Monday, April 22, 2013

Galileo Galilei

Galileo Galilei was a brilliant Math and Physics professor of the time. He had already discovered many important physics principles when he became interested in astronomy.

Galileo Galilei was born in Pisa on February 15, 1564. He and his family lived in Italy.

He was curious about science. He liked to learn how things worked. Galileo joined his family at Florence in 1574 and was tutored at first by Jacopo Borghini after which he was sent to the Camaldolese monastery at Vallombroso to study grammar, logic and rhetoric.

At the age of just 17 while still a student and using just his pulse as a timer, he observed that a pendulum takes the same amount of time to swing through its arc, no matter what its length. This was the first of many hugely important breakthroughs in physics.
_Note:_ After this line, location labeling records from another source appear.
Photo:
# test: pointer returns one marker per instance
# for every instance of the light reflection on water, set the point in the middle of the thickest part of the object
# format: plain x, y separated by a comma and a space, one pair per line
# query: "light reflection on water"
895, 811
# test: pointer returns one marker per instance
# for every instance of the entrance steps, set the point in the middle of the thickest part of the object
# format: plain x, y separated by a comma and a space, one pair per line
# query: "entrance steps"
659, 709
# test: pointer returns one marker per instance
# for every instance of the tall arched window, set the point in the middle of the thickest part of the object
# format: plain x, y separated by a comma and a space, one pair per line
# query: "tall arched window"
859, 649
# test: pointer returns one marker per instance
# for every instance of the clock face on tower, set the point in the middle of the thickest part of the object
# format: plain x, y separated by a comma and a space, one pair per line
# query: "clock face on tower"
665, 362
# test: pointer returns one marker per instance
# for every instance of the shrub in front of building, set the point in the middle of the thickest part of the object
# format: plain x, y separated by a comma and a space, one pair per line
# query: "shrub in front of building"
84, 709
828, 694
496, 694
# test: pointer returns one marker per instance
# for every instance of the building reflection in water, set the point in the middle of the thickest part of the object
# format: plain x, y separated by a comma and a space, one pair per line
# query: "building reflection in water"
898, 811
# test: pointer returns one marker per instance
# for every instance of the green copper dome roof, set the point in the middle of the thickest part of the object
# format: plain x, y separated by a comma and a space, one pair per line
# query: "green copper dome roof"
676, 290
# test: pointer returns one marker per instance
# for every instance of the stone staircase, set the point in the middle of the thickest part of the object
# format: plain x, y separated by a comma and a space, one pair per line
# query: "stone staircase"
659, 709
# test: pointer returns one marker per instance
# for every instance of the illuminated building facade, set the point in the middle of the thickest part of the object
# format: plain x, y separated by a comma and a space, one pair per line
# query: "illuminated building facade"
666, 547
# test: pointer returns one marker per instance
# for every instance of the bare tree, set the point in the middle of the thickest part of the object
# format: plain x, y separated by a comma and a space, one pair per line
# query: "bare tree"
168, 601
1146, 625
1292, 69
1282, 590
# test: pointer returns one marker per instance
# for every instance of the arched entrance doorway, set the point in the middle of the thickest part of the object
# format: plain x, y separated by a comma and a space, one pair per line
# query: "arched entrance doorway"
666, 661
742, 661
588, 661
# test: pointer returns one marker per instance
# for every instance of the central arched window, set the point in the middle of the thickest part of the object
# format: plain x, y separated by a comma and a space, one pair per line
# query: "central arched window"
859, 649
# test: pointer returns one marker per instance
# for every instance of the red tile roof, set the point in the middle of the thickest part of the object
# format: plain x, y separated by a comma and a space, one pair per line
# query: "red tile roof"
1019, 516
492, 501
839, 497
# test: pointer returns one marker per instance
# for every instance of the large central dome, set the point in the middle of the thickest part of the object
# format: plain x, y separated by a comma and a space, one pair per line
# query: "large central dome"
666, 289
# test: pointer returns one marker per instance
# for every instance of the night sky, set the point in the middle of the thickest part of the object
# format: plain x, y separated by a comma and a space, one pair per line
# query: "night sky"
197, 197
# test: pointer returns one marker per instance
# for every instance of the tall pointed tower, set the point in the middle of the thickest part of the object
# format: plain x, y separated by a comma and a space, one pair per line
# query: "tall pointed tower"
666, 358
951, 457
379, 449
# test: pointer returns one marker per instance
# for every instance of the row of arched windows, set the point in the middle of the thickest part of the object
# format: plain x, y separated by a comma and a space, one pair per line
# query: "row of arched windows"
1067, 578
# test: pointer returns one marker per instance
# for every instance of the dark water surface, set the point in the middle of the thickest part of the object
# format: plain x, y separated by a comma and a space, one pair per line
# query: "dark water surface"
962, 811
In 1592, he was appointed to the Chair of Mathematics at the University of Padua, where he was to remain after 18 years and where most of his important work was carried out.

Galileo transformed Aristotle’s logic of nature into mathematical, experimental physics. Although Galileo was not called a physicist in his own time, his worked provided procedures and results that lie at the heart of what people know today as physics.

In 1634 Galileo became seriously ill with a hernia. Galileo died at Arcetri, near Florence, on January 8, 1642, He was 77 years old.

His last book was Discourses Concerning Two New Sciences, finished in 1638. The book contains Galileo’s contributions to the science of physics. In it, he referred his theories of motion and the principles of mechanics.

Because of his pioneer work in gravitation and motion and is combining mathematical analysis with experimentation, Galileo is often referred to as the founder of modern mechanics and experimental physics.